Get Help for yourself

Intense feelings surrounding the abuse of someone close to you can be overwhelming. Find someone you trust to talk to or contact the Women’s Resource Center to get support for yourself.

Options for Help

If you are a survivor of sexual assault, you have many options for getting help.

Please call the Women's Resource Center 24-Hour Hotline 540.639.1123 or Toll Free 800.788.1123, anytime. The hotline is always answered by an advocate who can provide support, information, options, and resources.

  • Emergency Advocates are always available to speak with you. An advocate can explain all options and allow you to make the best decision for you.
    • Request a Physical Evidence Recovery Kit (PERK) at the Emergency Room in order to collect evidence, receive treatment if there are injuries and get tested for possible sexually transmitted infections and pregnancy. The PERK must be done within 120 hours (5 days) of the assault; however, you can still talk to a Forensic Nurse Examiner if you are not sure about the timeline. This exam is confidential and does not require you to file a police report. A WRC Emergency Advocate can meet you at the hospital and stay with you through the exam. The PERK exam and all services directly related to the gathering of evidence will be paid for by the Virginia Victims Fund.
    • A WRC Emergency Advocate can meet you at the police station while you speak with a police officer or a detective.
    • Filing a Police Report with your local law enforcement agency.
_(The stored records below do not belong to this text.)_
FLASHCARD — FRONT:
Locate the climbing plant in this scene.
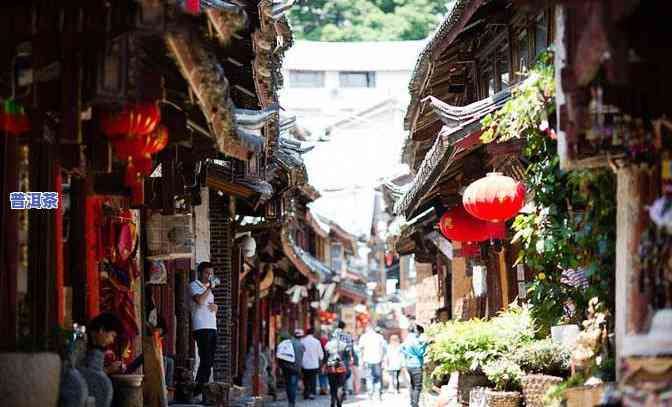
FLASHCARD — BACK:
[482,53,616,334]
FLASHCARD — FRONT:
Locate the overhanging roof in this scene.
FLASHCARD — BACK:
[394,89,511,218]
[280,225,334,283]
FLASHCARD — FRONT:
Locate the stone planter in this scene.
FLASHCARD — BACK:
[0,353,61,407]
[522,374,562,407]
[110,374,143,407]
[565,384,604,407]
[469,387,521,407]
[457,373,491,406]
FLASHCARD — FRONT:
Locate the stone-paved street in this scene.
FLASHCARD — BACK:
[266,390,420,407]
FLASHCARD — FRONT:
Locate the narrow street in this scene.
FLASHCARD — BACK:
[267,389,414,407]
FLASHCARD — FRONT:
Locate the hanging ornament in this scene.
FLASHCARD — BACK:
[439,205,506,242]
[0,99,30,135]
[462,172,525,222]
[100,102,161,138]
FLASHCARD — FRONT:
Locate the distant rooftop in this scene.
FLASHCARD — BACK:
[283,40,427,71]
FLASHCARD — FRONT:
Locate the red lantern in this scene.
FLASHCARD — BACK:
[114,126,168,160]
[439,205,506,242]
[101,102,161,137]
[462,172,525,222]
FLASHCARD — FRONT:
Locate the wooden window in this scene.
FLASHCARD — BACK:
[331,243,343,272]
[516,30,530,72]
[289,71,324,88]
[338,72,376,88]
[534,12,549,57]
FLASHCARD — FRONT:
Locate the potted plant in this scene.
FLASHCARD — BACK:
[513,338,570,407]
[427,306,534,404]
[483,357,524,407]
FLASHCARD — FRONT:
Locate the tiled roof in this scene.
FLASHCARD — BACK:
[404,0,483,129]
[394,89,511,218]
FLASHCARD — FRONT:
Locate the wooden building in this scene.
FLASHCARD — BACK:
[394,0,554,324]
[0,0,303,402]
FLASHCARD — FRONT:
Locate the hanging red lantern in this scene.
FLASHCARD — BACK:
[439,205,506,242]
[114,126,168,160]
[462,172,525,222]
[0,100,30,135]
[100,102,161,137]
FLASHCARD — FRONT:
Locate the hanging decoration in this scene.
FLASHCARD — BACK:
[439,205,506,242]
[101,102,168,206]
[0,99,30,135]
[101,102,161,140]
[286,285,308,304]
[462,172,525,222]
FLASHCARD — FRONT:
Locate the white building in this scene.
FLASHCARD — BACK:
[280,41,424,236]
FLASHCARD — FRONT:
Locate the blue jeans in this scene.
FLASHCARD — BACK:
[319,373,329,391]
[282,368,299,406]
[366,363,383,396]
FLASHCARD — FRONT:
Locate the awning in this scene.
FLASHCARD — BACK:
[394,89,511,218]
[205,162,273,202]
[280,226,334,283]
[336,280,369,301]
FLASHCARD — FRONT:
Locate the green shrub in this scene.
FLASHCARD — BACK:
[483,358,525,391]
[513,338,571,376]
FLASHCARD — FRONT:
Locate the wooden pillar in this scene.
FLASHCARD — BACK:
[0,133,19,350]
[497,247,511,309]
[252,260,261,397]
[238,287,247,376]
[615,167,656,375]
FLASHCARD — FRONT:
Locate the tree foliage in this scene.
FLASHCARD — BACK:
[482,54,616,333]
[289,0,455,41]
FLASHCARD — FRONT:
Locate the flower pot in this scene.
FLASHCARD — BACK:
[551,325,580,348]
[565,384,604,407]
[110,374,143,407]
[522,374,562,407]
[469,387,521,407]
[457,373,490,405]
[0,353,61,407]
[485,389,521,407]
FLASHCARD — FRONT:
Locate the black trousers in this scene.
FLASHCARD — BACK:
[303,369,320,399]
[194,329,217,384]
[406,367,422,407]
[327,373,347,407]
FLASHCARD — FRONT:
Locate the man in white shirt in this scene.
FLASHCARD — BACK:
[359,325,387,399]
[296,329,324,400]
[189,261,217,400]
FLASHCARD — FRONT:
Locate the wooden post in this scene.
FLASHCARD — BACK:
[0,133,19,350]
[238,287,247,376]
[252,259,261,397]
[498,247,511,309]
[615,167,654,379]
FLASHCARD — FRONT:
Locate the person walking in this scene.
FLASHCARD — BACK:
[319,331,329,396]
[330,321,359,397]
[325,324,352,407]
[384,335,403,394]
[275,332,304,407]
[401,324,427,407]
[189,261,218,402]
[297,329,324,400]
[359,325,387,400]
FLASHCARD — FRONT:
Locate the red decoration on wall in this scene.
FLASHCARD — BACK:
[85,196,103,319]
[100,102,161,138]
[185,0,201,14]
[462,172,525,222]
[439,205,506,242]
[54,164,65,325]
[0,100,30,135]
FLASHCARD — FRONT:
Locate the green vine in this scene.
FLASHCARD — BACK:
[482,53,616,335]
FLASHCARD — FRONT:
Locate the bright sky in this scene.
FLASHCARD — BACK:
[304,118,405,236]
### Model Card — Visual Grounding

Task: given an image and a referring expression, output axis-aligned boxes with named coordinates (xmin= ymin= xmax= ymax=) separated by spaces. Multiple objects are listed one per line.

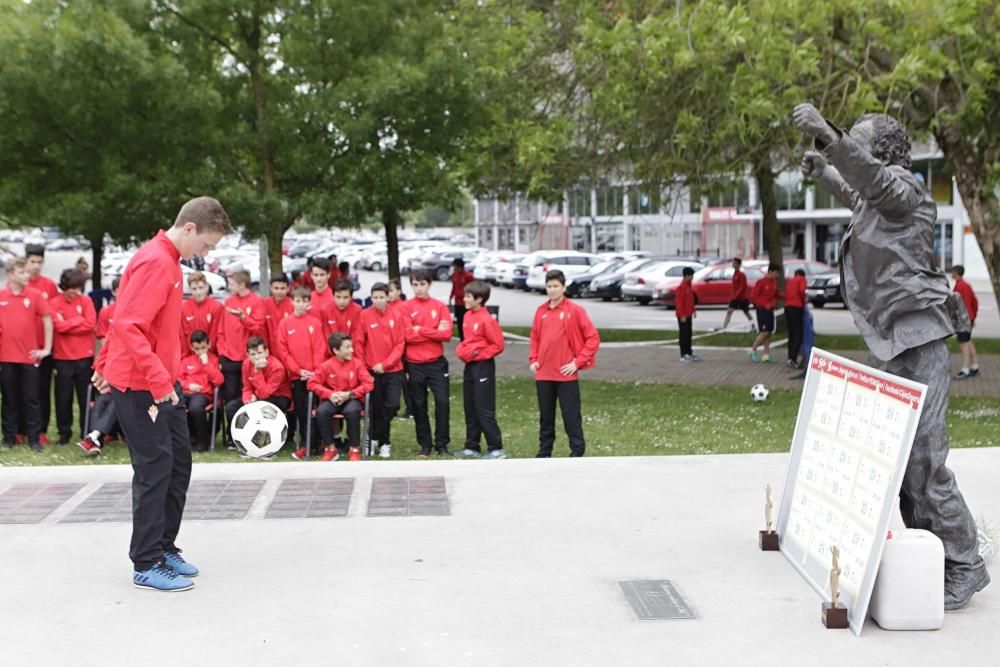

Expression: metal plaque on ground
xmin=0 ymin=483 xmax=85 ymax=523
xmin=776 ymin=348 xmax=927 ymax=635
xmin=618 ymin=579 xmax=697 ymax=621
A WRC Emergency Advocate can meet you at the police station and sit with you while you speak with a police officer or detective.
  • Counseling Services are available to victims and other impacted by sexual violence. All services are free of charge and confidential. Call the Women's Resource Center to schedule an appointment.
  • Legal advocates can discuss your legal options with you.
  • In addition to the WRC, university students have the option of seeking services on Campus. Virginia Tech students can contact the Virginia Tech Women’s Center at 540.231.7806. Radford University students can contact the RU SAVES office at 540.831.5709. New River Community College students can contact the Coordinator of Emergency Planning and Special Projects at 540.674.3600, ext. 4211. Confidential counseling and support services are available through these offices. Students can also report the violence to the Title IX Coordinator on campus who will investigate the incident. Students may also be eligible for the campus judicial process. This can be done in addition to or instead of the criminal justice process.